5. The method of claim 1, wherein the fusion module comprises a first convolutional layer, a second convolutional layer, and a fusion layer;

the fusion module performs fusion processing on the coding result and the clothes attribute direction by adopting the following modes:

respectively performing feature extraction on the coding result through the first convolution layer and the second convolution layer to obtain a first intermediate feature map and a second intermediate feature map;

respectively performing feature extraction on the clothes attribute vector through the first convolution layer and the second convolution layer to obtain a first attribute feature map and a second attribute feature map;

and performing fusion processing on the encoding result, the first intermediate feature map, the second intermediate feature map, the first attribute feature map and the second attribute feature map through the fusion layer.

6. The method of claim 5, wherein the fusion layer is fused using the following formula:

wherein x is the encoding result, μ (x) is the first intermediate feature map, σ (x) is the second intermediate feature map, y is the clothing attribute vector, μ (y) is the first attribute feature map, σ (y) is the second attribute feature map, and IN (x, y) is the fused result.

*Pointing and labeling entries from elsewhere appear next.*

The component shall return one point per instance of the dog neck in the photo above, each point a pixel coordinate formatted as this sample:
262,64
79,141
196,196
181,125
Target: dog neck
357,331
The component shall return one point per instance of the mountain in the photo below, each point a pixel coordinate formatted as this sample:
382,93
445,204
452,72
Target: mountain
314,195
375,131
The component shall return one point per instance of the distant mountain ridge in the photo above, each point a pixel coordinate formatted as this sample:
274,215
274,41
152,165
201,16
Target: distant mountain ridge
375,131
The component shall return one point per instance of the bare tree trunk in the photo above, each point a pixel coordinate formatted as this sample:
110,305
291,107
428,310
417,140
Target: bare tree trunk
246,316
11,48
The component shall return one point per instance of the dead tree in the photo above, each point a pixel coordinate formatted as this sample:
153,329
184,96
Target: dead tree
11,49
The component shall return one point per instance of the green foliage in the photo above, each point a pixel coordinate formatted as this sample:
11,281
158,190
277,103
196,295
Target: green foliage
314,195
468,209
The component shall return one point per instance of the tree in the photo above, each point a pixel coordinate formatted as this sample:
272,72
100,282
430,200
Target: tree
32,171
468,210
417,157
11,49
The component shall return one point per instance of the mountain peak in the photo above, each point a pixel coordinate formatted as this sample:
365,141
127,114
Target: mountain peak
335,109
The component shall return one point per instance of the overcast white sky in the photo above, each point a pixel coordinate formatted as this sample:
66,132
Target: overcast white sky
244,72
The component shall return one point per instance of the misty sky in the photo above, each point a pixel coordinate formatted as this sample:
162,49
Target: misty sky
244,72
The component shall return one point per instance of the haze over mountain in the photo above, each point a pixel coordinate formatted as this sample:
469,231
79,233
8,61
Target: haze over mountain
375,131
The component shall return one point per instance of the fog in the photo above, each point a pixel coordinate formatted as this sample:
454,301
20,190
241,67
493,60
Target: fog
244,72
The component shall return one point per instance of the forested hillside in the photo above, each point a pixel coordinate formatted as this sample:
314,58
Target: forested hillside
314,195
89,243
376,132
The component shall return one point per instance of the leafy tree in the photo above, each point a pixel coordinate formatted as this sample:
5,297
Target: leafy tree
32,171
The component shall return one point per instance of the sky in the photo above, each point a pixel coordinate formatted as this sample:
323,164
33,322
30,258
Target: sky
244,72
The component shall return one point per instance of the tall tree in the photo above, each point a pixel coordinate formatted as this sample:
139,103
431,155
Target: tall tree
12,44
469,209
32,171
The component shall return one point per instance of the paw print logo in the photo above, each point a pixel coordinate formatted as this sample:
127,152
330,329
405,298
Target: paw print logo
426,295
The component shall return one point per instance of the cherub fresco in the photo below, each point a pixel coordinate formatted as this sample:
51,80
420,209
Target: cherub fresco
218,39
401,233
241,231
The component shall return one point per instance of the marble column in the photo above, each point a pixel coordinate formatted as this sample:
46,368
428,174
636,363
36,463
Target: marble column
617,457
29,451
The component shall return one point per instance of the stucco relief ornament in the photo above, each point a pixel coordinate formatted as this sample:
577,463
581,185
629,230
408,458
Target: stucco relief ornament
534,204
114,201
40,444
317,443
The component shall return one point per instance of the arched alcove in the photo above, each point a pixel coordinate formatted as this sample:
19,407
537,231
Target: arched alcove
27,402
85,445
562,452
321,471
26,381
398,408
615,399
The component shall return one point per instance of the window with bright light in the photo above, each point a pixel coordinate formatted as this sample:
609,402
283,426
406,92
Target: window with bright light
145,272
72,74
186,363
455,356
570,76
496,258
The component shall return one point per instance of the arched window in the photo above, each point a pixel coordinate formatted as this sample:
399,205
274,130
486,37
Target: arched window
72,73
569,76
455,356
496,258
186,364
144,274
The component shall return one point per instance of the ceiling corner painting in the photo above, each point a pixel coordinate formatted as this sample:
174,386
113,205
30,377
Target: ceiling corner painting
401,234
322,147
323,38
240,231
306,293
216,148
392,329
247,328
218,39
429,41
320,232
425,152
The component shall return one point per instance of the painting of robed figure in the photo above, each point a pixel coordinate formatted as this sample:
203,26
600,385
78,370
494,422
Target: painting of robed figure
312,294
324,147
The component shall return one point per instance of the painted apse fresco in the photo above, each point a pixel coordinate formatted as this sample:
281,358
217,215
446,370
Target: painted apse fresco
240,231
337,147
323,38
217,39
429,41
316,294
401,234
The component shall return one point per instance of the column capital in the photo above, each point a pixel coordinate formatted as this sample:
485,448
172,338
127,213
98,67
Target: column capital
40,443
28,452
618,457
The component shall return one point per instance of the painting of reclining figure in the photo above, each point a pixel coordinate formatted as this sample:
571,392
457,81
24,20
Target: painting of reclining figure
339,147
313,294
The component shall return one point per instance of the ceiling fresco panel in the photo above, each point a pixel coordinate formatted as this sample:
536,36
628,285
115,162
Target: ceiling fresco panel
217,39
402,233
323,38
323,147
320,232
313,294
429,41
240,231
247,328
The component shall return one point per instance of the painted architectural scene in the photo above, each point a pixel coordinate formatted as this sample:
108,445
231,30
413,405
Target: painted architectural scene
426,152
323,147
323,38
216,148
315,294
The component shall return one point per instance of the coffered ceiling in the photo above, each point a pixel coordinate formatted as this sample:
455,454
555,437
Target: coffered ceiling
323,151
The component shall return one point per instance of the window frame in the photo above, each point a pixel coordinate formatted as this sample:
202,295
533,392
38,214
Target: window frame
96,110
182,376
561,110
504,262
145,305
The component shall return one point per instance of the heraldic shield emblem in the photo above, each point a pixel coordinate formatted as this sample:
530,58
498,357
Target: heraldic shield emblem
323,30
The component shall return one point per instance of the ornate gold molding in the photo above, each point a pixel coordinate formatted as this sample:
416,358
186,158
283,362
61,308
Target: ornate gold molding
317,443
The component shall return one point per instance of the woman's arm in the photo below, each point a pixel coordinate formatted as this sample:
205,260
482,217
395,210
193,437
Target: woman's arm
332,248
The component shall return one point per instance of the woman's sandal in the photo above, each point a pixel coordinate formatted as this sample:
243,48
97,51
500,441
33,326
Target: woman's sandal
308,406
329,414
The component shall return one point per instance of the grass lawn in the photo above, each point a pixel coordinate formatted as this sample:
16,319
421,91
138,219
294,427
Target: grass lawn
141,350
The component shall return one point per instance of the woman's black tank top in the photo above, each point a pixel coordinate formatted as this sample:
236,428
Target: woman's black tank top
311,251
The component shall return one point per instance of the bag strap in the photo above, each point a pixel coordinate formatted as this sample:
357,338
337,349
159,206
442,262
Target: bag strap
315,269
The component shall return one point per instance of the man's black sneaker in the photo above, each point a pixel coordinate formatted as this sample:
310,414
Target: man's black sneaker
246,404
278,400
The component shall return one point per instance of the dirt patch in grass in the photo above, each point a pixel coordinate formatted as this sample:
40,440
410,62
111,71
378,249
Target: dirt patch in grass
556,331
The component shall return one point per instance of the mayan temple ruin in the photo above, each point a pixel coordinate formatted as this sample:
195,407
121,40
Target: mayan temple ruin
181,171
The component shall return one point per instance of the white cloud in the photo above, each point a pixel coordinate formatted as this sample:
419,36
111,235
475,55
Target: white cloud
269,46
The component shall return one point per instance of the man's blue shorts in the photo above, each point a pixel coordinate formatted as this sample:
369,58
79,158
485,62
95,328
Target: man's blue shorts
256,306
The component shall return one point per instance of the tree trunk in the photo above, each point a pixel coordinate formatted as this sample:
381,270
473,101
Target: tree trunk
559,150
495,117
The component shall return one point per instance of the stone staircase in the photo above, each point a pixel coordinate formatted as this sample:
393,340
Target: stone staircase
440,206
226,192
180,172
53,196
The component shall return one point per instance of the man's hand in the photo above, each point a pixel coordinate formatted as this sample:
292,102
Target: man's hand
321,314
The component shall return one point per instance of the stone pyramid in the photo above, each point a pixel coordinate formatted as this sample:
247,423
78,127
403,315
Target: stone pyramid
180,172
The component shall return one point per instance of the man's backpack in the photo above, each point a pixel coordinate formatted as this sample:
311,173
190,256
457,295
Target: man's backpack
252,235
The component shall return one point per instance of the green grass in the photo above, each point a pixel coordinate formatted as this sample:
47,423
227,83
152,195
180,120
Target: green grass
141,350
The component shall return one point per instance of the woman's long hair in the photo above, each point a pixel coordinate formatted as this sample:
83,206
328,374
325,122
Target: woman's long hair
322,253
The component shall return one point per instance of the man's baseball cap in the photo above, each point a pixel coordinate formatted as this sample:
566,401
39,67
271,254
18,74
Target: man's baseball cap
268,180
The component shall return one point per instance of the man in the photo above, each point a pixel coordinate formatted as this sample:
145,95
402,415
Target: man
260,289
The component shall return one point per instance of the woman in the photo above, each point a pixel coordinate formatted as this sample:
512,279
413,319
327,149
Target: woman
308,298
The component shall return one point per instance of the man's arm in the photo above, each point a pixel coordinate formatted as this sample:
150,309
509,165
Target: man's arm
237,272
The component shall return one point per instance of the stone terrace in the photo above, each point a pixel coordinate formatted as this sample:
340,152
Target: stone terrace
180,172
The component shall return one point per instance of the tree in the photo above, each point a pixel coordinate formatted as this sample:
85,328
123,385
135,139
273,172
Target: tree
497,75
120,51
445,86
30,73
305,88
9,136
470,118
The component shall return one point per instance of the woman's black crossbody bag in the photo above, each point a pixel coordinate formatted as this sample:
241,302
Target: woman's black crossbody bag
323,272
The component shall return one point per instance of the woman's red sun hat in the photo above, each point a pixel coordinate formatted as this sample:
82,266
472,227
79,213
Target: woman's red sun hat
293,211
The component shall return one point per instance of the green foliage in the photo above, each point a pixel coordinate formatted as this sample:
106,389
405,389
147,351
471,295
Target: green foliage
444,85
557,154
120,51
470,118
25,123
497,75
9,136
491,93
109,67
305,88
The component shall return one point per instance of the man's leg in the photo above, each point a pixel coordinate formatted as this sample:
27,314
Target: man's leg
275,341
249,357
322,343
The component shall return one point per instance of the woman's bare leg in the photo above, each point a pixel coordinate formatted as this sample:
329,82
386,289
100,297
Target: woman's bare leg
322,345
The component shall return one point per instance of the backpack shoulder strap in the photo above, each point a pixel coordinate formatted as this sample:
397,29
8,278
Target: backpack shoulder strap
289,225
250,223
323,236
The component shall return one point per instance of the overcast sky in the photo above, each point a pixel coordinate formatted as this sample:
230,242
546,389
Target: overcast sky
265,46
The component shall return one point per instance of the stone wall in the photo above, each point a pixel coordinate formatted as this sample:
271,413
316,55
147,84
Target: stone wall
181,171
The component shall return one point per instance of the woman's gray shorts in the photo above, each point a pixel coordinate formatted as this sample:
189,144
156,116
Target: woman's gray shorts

7. The method of claim 1, wherein the loss function comprises a conditional opposition loss, a perceptual loss, and a clothing deformation loss, wherein the clothing deformation loss reflects a difference between clothing in the predicted fitting image and clothing in the model image.

8. A virtual fitting method, comprising:

acquiring an image of a try-on wearer, an image of clothes to be tested and attribute text information of the clothes to be tested;

primarily deforming the clothes in the clothes image to be tested according to the human body structure in the image of the try-on person to obtain a deformed image of the clothes to be tested;

inputting the deformation image of the clothes to be fitted, the body trunk image of the fitting person and the attribute vector of the clothes to be fitted into a fitting model to generate a fitting image, wherein the fitting model is obtained by adopting the method for training the fitting model according to any one of claims 1 to 7.

9. An electronic device, comprising:

at least one processor, and

a memory communicatively coupled to the at least one processor, wherein,

the memory stores instructions executable by the at least one processor to enable the at least one processor to perform the method of any one of claims 1-8.

10. A computer-readable storage medium having computer-executable instructions stored thereon for causing a computer device to perform the method of any one of claims 1-8.